Wie spätestens die Reaktion auf der Krim-Halbinsel zeigte, ist Russland offensichtlich nicht gewillt, dem Westen das Feld zu überlassen. So droht im schlimmsten Fall eine weitere Eskalation, zumindest aber dürfte die Ukraine und ihre Bevölkerung auf absehbare Zeit als Spielball und Schauplatz der Konflikte zwischen dem Westen und Russland zu leiden haben. Die einzig andere gangbare Option wäre, wenn sich die interessierten Großmächte auf eine kategorische Blockfreiheit der Ukraine verständigen würden, auch wenn dies zum gegenwärtigen Zeitpunkt eher unrealistisch erscheint.

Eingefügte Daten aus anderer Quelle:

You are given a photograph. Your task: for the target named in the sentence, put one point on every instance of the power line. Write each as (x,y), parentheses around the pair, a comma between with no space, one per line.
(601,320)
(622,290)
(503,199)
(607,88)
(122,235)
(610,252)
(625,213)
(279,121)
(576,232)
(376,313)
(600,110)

1. Neoliberales Assoziationsabkommen

Assoziationsabkommen werden mit den angrenzenden Staaten im Rahmen der 2014 offiziell ins Leben gerufenen Europäischen Nachbarschaftspolitik (ENP) ausgehandelt, an der gegenwärtig 16 Länder teilnehmen.(3) Offiziell geht es dabei darum, Demokratie, Rechtsstaatlichkeit und Marktwirtschaft zu fördern, allerdings ohne den Ländern aber eine realistische Beitrittsperspektive zu eröffnen. Faktisch wird jedoch darauf abgezielt, die Nachbarländer dauerhaft in eine großeuropäische Wirtschaftszone zu integrieren und neoliberale Wirtschaftsreformen zu forcieren: "Was nicht gesagt wird ist, dass das Hauptmotiv der wirtschaftlichen Integration darin besteht, die Wettbewerbsfähigkeit der Europäischen Union zu stärken, Ökonomien in die expandierende Wirtschaft des Imperiums (der EU) einzugliedern und Zugang zu natürlichen Ressourcen in der energiereichen Nachbarschaft zu erhalten. Die riesige Ansammlung von Wohlstand und wirtschaftlicher Macht der EU hat ihr einen Hebel gegeben, um marktfreundliche Reformen einschließlich Privatisierung, Handelsliberalisierung und der Übernahme der EU-Regulationsmechanismen aufzuerlegen und gleichzeitig die weiterführenden Debatten in den peripheren Gesellschaften zu umgehen."(4)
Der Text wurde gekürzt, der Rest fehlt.